One of the world’s largest PR firms with 3,200 employees in 51 offices worldwide, Edelman launched SharePoint 2007 and Newsgator SocialSites simultaneously a year and half ago.

“We were already using Newsgator’s enterprise server, so we decided to continue that investment with their social networking plug-in,” says David Rosenberg, VP and development lead for Internet Services / Corporate MIS at Edelman.

These days, Edelman has 3,500 employees tapping into SocialSites within SharePoint. The PR giant also uses SharePoint for document management as well as for its full corporate intranet (called Fusion) where clients can upload and share files. The firm’s extranet platform, where clients can communicate in a secured environment, also runs in SharePoint.

Rosenberg says the big gain with Newsgator integration into SharePoint is that it has enlivened the MySites profile pages with more social features and allowed Edelman to create groups and community pages that interconnect through microblogging, tagging and social bookmarking.

A benefit of using Newsgator enterprise server with SocialSites, says Rosenberg, is that Edelman can port feeds from external sources – external blogs (from employees and clients), Facebook and Twitter accounts – into activity streams on MyClient and MySite pages in SharePoint.

“This is a big win for us because as a PR and communications firm, we like to keep things as open and social as possible,” says Rosenberg.

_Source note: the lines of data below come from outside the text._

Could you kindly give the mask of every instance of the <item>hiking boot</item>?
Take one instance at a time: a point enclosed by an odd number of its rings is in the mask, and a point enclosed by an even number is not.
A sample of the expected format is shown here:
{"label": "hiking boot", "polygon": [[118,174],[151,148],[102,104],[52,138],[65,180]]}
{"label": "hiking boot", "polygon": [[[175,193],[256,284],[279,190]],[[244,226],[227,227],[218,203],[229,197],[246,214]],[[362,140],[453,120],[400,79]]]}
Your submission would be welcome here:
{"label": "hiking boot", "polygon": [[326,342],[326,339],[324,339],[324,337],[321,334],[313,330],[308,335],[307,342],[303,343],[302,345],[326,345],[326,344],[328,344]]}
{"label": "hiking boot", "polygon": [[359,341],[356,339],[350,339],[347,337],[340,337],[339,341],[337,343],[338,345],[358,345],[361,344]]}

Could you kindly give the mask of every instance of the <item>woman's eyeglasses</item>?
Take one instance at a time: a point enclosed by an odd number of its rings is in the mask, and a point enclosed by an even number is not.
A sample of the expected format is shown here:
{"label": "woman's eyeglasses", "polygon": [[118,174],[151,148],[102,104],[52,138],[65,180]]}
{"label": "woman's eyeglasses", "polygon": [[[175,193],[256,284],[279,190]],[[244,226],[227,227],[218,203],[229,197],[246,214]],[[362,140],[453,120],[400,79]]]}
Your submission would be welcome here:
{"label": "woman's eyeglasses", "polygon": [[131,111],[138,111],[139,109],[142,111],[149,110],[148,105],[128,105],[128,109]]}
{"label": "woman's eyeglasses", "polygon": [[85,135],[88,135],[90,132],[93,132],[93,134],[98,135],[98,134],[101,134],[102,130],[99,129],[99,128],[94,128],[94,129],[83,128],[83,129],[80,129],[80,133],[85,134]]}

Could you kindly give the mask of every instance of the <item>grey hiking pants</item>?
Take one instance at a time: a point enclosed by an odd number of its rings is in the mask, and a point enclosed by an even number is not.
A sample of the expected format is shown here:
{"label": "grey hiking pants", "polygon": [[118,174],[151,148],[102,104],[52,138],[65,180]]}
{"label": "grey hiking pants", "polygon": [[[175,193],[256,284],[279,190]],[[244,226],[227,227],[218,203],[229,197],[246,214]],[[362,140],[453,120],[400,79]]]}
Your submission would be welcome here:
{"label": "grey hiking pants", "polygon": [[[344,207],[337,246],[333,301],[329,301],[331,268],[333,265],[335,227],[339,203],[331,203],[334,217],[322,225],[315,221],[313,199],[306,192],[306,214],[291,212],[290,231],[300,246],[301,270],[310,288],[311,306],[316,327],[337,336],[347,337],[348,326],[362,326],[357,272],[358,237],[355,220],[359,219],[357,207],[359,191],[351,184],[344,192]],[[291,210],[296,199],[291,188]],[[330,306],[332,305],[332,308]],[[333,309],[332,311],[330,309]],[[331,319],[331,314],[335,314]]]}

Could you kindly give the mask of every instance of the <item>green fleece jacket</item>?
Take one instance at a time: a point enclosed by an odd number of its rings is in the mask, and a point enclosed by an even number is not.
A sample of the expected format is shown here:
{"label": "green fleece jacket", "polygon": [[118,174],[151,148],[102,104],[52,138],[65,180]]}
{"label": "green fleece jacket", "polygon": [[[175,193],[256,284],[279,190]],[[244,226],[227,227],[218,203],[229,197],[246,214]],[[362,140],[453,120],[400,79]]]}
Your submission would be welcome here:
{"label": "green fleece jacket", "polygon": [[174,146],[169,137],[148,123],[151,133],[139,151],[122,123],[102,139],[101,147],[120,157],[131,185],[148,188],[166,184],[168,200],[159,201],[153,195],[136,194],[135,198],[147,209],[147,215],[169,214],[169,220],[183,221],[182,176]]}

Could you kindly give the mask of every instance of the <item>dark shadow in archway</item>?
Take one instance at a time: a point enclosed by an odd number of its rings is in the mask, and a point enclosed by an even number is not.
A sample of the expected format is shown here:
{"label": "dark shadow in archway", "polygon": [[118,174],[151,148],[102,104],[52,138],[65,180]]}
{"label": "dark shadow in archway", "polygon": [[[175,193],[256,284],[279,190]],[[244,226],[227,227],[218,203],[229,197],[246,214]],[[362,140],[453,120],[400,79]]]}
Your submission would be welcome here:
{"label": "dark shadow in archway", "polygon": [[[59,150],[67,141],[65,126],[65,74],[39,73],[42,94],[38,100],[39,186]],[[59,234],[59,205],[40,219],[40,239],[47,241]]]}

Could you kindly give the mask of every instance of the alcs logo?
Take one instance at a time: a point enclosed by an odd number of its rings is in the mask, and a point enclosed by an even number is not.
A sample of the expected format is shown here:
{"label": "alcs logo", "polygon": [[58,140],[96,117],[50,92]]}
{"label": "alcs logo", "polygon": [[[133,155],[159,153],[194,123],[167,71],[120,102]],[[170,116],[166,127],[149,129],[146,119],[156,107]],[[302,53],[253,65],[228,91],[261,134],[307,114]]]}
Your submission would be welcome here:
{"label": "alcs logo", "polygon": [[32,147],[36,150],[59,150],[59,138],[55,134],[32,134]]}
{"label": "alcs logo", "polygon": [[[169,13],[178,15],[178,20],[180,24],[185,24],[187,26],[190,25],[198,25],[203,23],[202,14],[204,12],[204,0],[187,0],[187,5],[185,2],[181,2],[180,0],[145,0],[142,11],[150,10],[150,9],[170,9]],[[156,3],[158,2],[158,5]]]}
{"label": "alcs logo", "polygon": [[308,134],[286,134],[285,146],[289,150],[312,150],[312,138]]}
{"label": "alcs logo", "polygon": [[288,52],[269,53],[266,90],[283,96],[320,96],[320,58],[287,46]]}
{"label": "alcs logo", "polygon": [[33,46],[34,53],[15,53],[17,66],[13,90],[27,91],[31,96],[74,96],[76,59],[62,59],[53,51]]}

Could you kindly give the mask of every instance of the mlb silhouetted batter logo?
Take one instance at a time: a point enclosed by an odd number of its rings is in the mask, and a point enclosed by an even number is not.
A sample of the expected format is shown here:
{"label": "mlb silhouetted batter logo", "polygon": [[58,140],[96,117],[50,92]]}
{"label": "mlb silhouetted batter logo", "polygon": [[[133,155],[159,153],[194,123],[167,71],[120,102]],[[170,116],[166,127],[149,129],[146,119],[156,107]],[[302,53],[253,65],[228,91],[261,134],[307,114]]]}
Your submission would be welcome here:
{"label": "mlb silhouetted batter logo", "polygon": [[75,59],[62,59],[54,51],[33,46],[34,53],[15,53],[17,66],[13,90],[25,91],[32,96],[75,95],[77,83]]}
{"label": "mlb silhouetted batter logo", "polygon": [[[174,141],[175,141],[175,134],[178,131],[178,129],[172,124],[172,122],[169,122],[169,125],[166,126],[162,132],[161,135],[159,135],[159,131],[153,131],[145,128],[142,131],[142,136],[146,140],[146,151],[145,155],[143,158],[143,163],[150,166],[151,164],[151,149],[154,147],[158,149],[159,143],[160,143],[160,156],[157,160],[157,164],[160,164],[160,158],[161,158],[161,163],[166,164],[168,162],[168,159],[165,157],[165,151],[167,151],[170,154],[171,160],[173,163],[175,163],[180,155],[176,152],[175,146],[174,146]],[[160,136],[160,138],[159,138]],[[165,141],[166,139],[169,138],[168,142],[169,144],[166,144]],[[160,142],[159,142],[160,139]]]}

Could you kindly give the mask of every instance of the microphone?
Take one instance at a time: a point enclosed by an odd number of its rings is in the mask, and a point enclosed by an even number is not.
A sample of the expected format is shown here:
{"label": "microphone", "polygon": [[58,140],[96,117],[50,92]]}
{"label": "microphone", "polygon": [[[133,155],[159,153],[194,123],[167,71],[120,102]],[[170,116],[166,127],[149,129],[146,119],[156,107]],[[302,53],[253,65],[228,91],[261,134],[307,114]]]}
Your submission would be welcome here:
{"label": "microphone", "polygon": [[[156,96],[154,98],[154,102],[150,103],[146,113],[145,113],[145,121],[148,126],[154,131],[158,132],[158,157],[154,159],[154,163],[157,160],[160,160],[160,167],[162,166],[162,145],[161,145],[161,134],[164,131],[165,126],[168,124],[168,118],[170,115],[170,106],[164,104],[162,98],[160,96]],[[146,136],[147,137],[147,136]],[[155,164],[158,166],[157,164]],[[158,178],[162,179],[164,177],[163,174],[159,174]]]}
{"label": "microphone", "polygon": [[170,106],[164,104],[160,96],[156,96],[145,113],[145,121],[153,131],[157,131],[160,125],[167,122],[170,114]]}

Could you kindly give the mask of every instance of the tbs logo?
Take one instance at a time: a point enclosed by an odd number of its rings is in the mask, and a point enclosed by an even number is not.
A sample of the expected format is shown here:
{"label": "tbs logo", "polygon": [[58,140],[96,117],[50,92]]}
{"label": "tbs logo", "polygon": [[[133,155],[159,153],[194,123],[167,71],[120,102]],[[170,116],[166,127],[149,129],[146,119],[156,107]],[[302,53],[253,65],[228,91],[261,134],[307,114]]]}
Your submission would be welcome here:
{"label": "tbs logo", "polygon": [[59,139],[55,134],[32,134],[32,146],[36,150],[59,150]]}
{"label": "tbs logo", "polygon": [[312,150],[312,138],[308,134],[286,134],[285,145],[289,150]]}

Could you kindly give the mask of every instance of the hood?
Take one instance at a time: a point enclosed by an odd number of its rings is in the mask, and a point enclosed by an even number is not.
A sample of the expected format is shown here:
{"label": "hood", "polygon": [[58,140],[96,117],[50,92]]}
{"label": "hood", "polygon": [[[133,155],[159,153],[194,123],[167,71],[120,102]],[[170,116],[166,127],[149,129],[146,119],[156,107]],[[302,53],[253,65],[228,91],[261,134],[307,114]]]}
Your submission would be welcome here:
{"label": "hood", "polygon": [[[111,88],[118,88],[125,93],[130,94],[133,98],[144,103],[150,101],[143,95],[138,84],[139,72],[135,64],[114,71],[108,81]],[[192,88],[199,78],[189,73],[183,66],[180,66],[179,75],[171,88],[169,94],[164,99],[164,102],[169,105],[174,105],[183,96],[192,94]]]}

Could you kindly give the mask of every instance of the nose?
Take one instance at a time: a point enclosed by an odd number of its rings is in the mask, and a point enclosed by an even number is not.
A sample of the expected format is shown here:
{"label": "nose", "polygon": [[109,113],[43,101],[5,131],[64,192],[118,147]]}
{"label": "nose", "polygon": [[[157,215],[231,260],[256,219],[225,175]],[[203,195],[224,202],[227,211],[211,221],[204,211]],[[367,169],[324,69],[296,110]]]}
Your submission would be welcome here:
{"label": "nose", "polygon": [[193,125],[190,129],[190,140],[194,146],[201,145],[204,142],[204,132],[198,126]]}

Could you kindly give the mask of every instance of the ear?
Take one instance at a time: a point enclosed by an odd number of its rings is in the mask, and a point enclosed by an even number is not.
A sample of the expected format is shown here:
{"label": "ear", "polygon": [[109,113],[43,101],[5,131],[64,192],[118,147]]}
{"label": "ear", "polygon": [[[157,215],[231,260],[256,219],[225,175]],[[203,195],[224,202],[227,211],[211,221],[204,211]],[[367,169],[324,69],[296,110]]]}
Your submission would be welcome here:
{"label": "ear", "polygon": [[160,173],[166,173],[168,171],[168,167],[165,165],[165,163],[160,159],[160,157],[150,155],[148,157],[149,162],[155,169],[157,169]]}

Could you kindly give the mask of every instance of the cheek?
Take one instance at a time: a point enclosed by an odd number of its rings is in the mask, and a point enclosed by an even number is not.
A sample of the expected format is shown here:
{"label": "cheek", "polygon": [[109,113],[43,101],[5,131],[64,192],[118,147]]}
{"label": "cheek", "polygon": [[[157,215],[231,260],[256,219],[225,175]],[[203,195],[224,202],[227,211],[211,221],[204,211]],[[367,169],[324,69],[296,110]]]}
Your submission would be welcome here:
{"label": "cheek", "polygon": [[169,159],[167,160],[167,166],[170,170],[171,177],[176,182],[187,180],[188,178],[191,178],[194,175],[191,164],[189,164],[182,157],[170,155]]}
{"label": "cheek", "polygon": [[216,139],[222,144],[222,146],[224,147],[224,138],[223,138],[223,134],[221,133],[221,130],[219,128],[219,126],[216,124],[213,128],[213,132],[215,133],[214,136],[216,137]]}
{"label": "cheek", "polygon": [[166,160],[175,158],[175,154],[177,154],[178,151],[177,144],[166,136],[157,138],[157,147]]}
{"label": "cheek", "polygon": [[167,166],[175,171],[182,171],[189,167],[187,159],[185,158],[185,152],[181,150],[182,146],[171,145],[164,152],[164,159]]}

Staying Ahead of SharePoint 2010

Both Edelman and Accenture are actively preparing for an upgrade to SharePoint 2010. Yet while both admit that the social tools in SharePoint 2010 are improving, they still don’t match the social bookmarking and microblogging features of Newsgator and other Enteprise 2.0 vendors, as well as their ability to accommodate group and community pages, they say.

However, Accenture’s Dana notes that although social software vendors provide capabilities beyond what SharePoint 2010 is offering, they will all have to adjust to SharePoint to survive.

“They have to stay ahead of Microsoft,” he says. “Newsgator may end up getting rid of some features that are newly available in SharePoint 2010.”